We will respond to access, correction, deletion, and other data-rights requests within 30 days.
8. Sharing and sub-processors
We do not sell your personal information. We share it only with the following sub-processors and recipients:
- Cloudflare — static website hosting and delivery (Cloudflare Pages); may log request metadata/IP under its own retention. See Cloudflare's privacy policy and DPA.
- Amazon Web Services (AWS) — Simple Email Service (SES), used to process and deliver early-access signup emails.
- PayPal — payment processing, only if and when a paid tier launches (see Section 8a). PayPal would handle card/account data as the payment processor; Audit&Fix does not store card numbers.
- authorities, where required by law.
(8a) Payments
ScroogeLLM has no paid tier yet. When a paid tier launches, payments will be processed by PayPal, which will act as the payment processor and handle card and account data; Audit&Fix does not store card numbers. Pricing, billing, and refund terms will be published before any paid tier becomes available.

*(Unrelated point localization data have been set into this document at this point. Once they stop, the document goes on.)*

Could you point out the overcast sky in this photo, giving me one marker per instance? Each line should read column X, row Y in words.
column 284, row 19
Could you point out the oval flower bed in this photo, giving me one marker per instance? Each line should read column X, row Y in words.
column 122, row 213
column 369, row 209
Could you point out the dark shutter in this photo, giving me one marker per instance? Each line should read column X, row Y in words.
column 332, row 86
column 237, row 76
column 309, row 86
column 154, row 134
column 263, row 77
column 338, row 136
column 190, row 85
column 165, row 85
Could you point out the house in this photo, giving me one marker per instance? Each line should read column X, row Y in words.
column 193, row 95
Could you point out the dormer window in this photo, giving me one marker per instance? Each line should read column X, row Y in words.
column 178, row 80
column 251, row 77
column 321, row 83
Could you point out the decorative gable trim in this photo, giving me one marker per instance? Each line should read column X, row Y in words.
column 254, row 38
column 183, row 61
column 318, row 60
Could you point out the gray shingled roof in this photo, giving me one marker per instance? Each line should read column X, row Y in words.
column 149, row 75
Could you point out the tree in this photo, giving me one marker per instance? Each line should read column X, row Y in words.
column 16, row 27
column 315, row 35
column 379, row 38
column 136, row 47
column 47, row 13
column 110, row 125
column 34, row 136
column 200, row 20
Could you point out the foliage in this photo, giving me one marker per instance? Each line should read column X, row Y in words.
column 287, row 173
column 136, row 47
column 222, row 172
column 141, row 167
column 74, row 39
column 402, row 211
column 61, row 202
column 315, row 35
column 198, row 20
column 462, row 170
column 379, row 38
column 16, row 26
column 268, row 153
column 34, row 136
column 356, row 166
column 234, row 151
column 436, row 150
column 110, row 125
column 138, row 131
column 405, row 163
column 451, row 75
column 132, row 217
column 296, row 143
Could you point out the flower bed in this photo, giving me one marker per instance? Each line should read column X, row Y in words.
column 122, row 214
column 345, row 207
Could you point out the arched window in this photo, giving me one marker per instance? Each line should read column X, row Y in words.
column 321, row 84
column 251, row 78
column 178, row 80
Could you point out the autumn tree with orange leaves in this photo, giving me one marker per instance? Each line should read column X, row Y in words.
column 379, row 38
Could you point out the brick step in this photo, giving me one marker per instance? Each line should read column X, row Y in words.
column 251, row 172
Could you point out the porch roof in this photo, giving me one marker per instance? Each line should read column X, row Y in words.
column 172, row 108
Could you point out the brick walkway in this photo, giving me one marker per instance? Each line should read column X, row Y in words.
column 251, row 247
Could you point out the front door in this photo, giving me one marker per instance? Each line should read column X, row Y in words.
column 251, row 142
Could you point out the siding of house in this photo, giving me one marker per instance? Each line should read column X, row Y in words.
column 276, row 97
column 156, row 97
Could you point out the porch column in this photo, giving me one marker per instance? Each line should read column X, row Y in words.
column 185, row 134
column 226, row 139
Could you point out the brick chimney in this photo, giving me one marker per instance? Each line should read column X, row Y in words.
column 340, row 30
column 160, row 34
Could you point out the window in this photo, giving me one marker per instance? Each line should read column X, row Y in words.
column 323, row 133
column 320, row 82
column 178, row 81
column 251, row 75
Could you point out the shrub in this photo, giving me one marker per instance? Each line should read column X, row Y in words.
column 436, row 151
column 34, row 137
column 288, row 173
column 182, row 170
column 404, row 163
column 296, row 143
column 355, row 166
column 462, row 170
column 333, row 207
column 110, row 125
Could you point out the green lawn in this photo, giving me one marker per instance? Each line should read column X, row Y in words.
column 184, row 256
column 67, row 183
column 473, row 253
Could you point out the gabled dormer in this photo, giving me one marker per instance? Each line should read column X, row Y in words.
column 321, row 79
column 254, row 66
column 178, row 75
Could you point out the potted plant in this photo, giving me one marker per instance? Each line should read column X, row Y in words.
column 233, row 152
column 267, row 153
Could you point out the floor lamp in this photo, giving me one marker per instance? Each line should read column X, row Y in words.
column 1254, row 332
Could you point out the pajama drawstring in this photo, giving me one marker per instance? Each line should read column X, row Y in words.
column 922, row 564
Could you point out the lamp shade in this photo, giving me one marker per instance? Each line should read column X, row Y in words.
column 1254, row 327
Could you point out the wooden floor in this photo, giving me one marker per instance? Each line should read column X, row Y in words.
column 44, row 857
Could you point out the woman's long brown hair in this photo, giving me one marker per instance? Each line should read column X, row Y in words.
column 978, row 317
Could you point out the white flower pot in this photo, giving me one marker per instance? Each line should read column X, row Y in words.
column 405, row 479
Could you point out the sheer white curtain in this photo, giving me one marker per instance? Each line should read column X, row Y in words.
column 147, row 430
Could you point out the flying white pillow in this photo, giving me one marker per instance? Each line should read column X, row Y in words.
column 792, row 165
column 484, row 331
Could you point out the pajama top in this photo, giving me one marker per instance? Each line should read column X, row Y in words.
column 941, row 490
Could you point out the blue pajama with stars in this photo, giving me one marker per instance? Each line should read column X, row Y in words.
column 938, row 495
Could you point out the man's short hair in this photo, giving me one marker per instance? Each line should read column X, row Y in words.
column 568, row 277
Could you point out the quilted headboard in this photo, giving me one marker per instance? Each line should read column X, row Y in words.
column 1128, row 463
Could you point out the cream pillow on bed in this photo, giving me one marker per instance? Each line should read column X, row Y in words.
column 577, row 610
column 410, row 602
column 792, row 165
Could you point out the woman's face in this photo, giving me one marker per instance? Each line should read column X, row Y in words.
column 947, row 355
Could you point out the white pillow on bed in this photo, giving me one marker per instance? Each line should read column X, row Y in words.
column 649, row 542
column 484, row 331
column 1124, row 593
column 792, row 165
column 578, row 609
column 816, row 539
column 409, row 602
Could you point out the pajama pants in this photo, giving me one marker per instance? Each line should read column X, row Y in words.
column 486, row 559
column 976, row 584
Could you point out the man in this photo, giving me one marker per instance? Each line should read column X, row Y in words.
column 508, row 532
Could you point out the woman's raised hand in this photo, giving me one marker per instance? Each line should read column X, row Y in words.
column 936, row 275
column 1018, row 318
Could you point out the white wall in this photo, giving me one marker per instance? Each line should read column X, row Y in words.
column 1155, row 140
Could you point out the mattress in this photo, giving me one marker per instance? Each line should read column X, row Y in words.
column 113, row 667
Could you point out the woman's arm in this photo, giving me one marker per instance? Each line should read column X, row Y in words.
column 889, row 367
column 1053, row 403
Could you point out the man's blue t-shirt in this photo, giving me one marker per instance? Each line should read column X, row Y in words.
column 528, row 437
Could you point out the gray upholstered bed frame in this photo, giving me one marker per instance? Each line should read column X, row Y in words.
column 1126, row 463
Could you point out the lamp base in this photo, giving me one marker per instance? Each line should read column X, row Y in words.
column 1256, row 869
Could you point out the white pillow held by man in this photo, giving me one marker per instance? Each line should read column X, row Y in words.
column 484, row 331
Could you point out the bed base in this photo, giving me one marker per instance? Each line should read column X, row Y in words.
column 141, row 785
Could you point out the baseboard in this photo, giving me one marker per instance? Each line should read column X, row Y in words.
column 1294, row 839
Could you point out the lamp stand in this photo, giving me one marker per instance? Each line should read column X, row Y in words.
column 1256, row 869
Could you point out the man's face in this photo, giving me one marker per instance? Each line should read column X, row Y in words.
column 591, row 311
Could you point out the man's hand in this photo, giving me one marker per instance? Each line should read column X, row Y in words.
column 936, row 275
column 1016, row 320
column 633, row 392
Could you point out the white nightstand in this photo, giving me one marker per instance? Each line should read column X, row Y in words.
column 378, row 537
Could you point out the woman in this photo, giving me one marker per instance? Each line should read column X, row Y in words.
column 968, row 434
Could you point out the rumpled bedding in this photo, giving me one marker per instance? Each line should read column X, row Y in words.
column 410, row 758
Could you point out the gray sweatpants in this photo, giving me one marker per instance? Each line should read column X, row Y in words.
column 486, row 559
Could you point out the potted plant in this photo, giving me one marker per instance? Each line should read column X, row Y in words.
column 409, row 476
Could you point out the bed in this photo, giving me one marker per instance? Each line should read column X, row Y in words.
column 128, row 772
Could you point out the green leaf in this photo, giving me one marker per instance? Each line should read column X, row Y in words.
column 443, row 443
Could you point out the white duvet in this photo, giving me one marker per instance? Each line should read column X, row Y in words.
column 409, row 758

Note: the LLM providers you configure in the software receive your requests directly from your machine under your own account — that is not a disclosure by Audit&Fix, because we never hold that data.
9. International data transfers
Our website and service providers may process data outside Australia (and outside the EU/UK), including in the United States. Where we transfer personal information overseas we take reasonable steps to ensure it is handled consistently with this policy and applicable law. In particular, the international transfer of early-access signup emails to AWS relies on the Standard Contractual Clauses incorporated into AWS's data processing terms; transfers via Cloudflare are likewise governed by Cloudflare's data processing addendum.
10. Security
We take reasonable technical and organisational measures to protect the personal information we hold, including access controls and encryption of data in transit. The software's local-first design also means most sensitive data (prompts, code, keys) never leaves your machine and is not in our custody.
11. Children
The Service is not directed at children. You must be at least 18 years old to use the Service or to submit personal information (including the early-access signup) to us. We do not knowingly collect personal information from anyone under 18.
12. Changes to this policy
We may update this policy from time to time. We will post the updated version here and change the effective date. Material changes will be notified on the website, and to early-access subscribers by email where applicable.
13. Contact us
Privacy questions or data-rights requests: use our contact form. We do not publish a contact email address.
Audit&Fix, a registered business name of a sole trader (ABN 19 429 399 114) based in New South Wales, Australia. Not registered for GST.